Triffin Dilemma and Regional Monetary Approach: an Appraisal
Pierre-Hernan Rojas  1@  
1 : Université Paris-Dauphine, PSL Research University  (LEDa-SDFI)  -  Site web
Jérôme de Boyer des Roches
place du Maréchal de Lattre de Tassigny, 75116 Paris -  France

In the second half of the 20th century, Robert Triffin was the first to formalize that, under the gold exchange standard, the key currency issuing country faced a dilemma. Either the United States would stop providing more dollar balances for international finance. In that case, trade would stagnate and there would be a deflationary bias in the global economy. Either the United States would continue to provide more of the international reserve currency, leading ultimately to a loss of confidence in the dollar, as US obligations to redeem foreign holdings with gold would be seen to be unsustainable. Foreshadowing the demise of the Bretton Woods system in 1971, Triffin began to get involved in the regional monetary integration to enable European countries to cope with instability generated by floating exchange rates. Nevertheless, it could be wrong to consider that Triffin saw regional monetary integration as an alternative to the reform of the international monetary system and a way to escape the dilemma. On the contrary, from the outset in the 1940s, Triffin considered regional monetary cooperation and integration as complementary to a reform of the international monetary system.
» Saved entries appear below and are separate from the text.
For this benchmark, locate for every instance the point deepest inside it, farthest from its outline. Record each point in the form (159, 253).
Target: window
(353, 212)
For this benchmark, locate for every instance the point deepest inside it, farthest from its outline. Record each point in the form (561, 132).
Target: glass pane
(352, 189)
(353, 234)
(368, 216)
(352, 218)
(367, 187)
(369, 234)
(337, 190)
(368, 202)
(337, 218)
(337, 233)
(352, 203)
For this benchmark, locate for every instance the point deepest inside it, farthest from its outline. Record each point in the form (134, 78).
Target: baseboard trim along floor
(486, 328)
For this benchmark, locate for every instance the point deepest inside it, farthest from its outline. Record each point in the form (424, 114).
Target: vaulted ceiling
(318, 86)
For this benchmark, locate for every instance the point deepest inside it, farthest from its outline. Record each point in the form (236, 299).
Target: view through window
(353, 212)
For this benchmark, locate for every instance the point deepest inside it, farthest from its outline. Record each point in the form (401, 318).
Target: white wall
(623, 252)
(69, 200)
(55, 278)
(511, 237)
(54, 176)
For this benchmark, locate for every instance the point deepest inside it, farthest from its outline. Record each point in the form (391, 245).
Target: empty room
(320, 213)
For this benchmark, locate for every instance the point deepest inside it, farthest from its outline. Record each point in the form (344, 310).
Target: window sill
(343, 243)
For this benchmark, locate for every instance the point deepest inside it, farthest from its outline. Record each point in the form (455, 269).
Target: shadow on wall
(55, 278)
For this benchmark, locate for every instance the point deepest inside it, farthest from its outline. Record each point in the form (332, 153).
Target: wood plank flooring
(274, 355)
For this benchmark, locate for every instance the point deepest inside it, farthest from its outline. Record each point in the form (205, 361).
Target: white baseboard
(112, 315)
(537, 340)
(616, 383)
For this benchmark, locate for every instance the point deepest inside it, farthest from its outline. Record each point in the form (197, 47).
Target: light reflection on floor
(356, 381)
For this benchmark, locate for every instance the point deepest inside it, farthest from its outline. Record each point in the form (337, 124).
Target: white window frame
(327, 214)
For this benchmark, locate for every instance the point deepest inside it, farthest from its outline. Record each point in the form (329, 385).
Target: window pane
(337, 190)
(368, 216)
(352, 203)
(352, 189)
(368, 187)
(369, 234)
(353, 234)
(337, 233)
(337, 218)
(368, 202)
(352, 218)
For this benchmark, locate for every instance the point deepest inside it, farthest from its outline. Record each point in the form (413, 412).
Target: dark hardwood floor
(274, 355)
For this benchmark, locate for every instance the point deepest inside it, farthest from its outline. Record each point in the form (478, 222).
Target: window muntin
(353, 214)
The reconstruction of Triffin's thinking provides another understanding of the formulation of the dilemma. In the 1940s, first at the Board of Governors of the Federal Reserve System in Washington and then at the International Monetary Fund, Triffin began to study international monetary economics. Triffin's analysis attempted to support the autonomy of national economic policies thanks to an adequate provision of international liquidity, supposed to provide optimum rates of expansion in world trade and production. In the first section of the article, we analyze Triffin's view on the necessity to provide liquidity in a managed international monetary system. According to him, the orthodox gold standard theory did not provide a consistent explanation of the external adjustment mechanism. Indeed, the core countries, like Great Britain, dominated international economic and financial relations while peripheral countries suffered from global cycles. According to Triffin, peripheral countries would have to pursue counter cyclical economic policies to isolate their economy from cyclical disturbances thanks to international liquidity and the core countries would have the responsibility to smooth global cycles. In the second section of the paper, we show that this provision of liquidity was not ensured by the Bretton Woods agreements after the World War 2. Indeed, three quarters of the world monetary gold stock was in the US and the main source of liquidity was the dollars balances that were scarce at that time. To avoid one side of the dilemma – the deflationary bias – Triffin advocated the establishment of a clearing structure for the European countries in 1946-1947 that will give rise to the European Payments Union in 1950. Based on this previous observation, the third section of the paper reappraises the origin of the dilemma formulation by Triffin in his willingness to make the international monetary system more symmetrical in its operation, based on cooperation at the regional level.